Before the start of his UFC tenure, Marquardt was noted for being a three-time Pancrase Middleweight Champion. He notched up a first round TKO stoppage over Rousimar Palhares at UFC Fight Night 22.
Okami was born in Kanagawa, Japan. He trains out of Team Wajyutsu Keisyukai, but recently he has been working with Chael Sonnen and Team Quest. In the UFC Okami has racked up an impressive record of 9-2 with his only losses coming to Sonnen and former Middleweight Champion Rich Franklin.
At UFC on Versus 2, Okami took a split decision victory over Mark Munoz.
Keys to Victory
At UFC 109, Sonnen was persistent with his wrestling and painted the mat with Marquardt's back sweat for three rounds. Marquardt has to stay active in all areas because Okami can present some of the same technical problems.

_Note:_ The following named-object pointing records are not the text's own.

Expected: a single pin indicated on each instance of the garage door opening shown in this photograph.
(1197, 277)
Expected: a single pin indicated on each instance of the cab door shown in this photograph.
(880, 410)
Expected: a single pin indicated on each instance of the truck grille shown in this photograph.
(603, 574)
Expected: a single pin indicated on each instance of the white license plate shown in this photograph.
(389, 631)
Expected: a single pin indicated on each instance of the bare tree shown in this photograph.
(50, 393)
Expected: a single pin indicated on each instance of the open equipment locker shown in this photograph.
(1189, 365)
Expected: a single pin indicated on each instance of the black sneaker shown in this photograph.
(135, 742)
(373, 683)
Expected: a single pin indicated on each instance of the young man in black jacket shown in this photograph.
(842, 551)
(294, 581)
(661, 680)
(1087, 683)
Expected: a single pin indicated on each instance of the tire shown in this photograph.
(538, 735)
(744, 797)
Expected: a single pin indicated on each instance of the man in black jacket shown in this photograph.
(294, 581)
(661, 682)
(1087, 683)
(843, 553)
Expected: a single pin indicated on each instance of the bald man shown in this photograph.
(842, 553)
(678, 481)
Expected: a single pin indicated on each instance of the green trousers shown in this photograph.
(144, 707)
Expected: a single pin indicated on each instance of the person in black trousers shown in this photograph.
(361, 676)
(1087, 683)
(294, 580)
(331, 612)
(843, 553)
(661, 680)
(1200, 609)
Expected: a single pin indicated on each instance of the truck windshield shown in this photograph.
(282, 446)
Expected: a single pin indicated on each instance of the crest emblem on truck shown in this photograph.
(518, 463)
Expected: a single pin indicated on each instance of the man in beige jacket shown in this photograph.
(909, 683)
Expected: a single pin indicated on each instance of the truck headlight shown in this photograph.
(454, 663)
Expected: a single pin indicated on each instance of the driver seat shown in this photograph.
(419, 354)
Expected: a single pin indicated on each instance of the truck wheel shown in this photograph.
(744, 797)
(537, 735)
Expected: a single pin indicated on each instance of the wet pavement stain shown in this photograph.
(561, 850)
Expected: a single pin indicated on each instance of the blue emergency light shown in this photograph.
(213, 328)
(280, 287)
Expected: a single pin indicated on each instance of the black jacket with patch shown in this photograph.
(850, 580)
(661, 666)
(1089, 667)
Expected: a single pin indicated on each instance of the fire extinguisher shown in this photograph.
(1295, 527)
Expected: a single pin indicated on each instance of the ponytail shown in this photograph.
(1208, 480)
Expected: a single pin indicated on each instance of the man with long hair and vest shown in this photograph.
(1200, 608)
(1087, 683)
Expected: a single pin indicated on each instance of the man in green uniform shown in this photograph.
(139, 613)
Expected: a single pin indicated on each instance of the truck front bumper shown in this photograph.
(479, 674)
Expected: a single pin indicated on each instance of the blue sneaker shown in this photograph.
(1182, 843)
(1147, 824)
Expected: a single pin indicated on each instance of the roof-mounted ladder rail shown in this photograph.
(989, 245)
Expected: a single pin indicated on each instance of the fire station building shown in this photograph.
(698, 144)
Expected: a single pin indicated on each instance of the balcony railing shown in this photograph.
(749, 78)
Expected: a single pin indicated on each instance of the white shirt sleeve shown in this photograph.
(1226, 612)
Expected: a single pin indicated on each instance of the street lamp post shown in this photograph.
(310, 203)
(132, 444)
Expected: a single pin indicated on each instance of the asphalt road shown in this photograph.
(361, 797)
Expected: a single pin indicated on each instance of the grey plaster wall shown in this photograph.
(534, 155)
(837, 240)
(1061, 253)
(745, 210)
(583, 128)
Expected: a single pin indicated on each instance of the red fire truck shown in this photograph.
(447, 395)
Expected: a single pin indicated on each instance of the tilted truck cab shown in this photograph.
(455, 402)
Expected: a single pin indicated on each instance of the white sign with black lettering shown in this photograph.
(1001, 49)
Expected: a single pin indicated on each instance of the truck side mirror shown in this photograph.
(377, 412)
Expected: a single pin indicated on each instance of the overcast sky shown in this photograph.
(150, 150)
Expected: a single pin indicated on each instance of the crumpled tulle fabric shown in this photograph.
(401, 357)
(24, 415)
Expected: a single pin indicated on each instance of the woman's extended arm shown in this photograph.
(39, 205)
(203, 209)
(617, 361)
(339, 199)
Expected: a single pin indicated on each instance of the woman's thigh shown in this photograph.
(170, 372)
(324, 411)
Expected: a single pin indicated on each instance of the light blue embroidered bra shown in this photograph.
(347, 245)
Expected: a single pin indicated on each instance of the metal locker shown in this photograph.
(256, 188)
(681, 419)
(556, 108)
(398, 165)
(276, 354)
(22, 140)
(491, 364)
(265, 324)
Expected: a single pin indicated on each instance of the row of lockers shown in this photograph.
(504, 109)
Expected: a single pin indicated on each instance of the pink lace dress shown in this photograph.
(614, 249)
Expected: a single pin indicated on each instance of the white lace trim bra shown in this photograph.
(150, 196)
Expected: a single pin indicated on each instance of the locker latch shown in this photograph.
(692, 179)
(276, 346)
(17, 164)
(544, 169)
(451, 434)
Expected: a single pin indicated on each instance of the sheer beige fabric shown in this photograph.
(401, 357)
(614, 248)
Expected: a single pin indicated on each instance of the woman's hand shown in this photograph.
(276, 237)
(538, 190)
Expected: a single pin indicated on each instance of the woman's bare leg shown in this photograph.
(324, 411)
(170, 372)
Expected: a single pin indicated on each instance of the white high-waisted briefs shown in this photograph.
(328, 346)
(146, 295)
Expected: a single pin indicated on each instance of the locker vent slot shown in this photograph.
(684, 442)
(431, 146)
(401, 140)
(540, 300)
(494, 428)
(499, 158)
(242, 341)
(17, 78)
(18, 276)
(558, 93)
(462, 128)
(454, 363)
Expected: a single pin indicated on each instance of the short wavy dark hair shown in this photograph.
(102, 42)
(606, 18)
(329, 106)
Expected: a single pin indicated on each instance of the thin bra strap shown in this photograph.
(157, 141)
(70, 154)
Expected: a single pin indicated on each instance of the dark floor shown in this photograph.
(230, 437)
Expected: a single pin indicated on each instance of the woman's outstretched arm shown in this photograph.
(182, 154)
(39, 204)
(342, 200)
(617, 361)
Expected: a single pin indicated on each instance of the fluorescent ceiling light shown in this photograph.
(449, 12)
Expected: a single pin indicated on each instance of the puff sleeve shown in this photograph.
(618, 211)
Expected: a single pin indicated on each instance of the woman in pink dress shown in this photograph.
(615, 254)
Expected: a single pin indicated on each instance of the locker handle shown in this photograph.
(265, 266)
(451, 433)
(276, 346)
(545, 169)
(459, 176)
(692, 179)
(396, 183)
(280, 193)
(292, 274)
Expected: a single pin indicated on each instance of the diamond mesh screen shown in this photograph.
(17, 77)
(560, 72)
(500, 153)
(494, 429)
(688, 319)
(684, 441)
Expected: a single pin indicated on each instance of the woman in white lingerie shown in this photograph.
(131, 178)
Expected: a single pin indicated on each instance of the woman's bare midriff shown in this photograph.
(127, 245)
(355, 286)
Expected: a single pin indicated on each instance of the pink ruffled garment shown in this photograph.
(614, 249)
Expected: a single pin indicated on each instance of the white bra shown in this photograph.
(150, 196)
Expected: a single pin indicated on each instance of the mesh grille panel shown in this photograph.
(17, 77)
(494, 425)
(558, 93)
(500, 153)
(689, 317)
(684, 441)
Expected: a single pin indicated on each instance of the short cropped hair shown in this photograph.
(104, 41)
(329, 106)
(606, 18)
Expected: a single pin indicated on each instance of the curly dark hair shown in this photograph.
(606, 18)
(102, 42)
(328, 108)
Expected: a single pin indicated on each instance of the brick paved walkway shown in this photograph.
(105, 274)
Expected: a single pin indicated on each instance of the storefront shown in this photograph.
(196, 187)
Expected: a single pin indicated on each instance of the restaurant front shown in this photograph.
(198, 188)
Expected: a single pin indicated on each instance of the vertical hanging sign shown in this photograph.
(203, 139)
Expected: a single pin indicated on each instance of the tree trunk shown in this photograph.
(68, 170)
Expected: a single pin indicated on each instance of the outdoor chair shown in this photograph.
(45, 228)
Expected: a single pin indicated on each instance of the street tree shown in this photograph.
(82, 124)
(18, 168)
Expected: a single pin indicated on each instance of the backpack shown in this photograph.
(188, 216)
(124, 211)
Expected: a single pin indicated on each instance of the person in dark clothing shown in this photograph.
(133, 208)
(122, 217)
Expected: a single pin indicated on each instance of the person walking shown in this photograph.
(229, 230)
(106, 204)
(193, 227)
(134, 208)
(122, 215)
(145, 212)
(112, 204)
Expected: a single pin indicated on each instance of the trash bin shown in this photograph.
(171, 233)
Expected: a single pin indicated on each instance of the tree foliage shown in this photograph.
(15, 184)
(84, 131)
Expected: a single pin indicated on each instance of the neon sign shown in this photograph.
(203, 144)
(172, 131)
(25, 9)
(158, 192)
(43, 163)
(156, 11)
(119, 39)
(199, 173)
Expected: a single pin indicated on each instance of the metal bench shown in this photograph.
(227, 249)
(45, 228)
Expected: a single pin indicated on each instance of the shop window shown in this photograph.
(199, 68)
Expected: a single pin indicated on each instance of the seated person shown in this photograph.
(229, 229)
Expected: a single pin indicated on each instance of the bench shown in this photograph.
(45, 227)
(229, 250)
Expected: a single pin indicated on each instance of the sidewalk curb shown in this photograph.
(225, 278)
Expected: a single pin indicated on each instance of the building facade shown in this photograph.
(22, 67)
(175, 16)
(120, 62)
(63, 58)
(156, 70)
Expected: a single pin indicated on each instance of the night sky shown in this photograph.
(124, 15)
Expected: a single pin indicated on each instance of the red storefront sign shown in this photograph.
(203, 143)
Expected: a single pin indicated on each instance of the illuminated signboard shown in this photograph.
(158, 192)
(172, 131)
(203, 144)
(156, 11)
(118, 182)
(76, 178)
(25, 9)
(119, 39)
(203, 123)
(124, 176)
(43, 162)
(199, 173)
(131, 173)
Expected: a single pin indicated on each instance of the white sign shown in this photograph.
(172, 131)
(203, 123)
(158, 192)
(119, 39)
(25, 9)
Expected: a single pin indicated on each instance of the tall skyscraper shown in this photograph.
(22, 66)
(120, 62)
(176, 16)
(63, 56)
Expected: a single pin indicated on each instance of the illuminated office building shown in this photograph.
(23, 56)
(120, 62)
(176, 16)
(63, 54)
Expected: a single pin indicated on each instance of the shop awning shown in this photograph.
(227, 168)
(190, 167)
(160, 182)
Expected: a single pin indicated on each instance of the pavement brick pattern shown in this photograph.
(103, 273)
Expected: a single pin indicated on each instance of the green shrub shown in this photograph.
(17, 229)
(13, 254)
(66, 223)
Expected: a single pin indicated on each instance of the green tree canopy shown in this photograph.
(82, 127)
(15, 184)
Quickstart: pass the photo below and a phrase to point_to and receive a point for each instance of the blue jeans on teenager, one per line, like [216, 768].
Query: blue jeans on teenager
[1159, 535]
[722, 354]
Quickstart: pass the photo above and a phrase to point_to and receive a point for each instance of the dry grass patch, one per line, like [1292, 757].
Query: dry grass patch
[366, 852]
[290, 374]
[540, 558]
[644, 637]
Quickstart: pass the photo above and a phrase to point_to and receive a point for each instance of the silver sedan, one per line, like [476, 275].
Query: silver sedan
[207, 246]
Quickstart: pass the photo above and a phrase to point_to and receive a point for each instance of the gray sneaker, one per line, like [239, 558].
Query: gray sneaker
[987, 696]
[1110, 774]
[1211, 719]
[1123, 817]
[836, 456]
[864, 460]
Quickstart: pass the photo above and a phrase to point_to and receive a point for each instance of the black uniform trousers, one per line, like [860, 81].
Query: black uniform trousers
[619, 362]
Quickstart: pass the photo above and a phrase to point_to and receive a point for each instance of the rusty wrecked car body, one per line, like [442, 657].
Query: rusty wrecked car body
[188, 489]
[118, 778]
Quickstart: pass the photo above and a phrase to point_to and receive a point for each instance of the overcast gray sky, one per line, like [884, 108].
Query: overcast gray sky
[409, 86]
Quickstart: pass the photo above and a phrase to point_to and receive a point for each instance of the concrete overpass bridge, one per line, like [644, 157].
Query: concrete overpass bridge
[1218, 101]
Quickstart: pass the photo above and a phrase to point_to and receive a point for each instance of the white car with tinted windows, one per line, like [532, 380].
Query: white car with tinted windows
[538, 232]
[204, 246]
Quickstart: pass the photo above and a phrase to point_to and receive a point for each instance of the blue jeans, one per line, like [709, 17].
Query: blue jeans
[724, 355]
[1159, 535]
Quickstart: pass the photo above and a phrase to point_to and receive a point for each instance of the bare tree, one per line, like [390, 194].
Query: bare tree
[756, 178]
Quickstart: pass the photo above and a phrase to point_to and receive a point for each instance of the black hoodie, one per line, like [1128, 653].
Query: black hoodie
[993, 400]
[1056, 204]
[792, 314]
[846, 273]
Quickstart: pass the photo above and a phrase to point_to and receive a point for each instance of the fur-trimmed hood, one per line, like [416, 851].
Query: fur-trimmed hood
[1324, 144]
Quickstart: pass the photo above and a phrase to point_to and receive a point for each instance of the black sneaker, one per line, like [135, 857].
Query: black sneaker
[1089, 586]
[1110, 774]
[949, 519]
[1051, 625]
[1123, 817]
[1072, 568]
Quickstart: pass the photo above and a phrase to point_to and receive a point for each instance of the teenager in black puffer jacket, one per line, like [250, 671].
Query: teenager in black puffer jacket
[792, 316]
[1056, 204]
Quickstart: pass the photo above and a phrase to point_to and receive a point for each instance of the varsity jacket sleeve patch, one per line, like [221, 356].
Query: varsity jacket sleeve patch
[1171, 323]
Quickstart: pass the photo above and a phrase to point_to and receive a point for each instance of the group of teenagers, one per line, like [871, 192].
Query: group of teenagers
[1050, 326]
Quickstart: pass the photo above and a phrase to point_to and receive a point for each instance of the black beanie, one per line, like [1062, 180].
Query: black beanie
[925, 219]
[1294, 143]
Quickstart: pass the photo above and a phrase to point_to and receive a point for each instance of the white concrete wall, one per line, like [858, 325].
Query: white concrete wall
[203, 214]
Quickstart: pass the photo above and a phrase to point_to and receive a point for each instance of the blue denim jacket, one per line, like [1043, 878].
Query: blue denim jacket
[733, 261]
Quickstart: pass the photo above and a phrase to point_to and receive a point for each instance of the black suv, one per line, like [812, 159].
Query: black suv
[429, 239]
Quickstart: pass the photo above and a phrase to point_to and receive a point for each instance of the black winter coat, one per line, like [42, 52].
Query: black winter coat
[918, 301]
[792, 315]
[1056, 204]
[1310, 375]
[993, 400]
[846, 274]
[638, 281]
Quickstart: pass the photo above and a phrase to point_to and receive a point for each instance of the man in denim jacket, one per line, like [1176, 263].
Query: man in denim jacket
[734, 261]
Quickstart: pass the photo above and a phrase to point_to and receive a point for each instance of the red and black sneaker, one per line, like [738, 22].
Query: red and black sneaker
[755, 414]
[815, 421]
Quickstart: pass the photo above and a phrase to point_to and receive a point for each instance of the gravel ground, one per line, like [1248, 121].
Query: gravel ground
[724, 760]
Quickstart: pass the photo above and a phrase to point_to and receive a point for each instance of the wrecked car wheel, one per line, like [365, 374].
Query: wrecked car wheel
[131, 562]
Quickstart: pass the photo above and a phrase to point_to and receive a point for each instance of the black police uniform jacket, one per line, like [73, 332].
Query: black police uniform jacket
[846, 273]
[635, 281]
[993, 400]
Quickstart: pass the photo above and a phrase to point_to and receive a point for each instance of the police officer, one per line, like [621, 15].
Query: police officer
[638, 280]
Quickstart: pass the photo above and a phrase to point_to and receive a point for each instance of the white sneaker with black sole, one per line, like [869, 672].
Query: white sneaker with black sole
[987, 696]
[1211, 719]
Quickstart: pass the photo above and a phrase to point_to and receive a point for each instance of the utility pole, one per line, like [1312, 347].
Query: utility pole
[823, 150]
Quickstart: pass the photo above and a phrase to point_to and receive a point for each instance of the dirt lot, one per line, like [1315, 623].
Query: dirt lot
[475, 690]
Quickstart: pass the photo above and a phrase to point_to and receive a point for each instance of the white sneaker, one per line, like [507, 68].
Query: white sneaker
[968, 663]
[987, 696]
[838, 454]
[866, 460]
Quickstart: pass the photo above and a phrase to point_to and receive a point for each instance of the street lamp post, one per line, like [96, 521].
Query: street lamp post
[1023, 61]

On his feet, Marquardt should have the slight advantage. The strides Okami has made in improving his striking shouldn't go unnoticed. He will be a formidable threat on the feet. Marquardt needs to best the exchanges and be prepared to defend the takedown when Okami changes levels.
He'll have to be careful in his pursuit of Okami in the standup. Okami is a great counter-fighter, and he'll be looking to take advantage if Marquardt gets overly aggressive.
If taken down, Marquardt needs to stay active from bottom. Okami has strong top control and doesn't make a lot of mistakes. It will take constant vigilance and scrappy scrambles to escape "Thunder's" top game.
If he doesn't want to get Donkey Kong'd on, Okami can't overstay his welcome on the feet. Marquardt packs a lot of power to go along with good technical boxing chops.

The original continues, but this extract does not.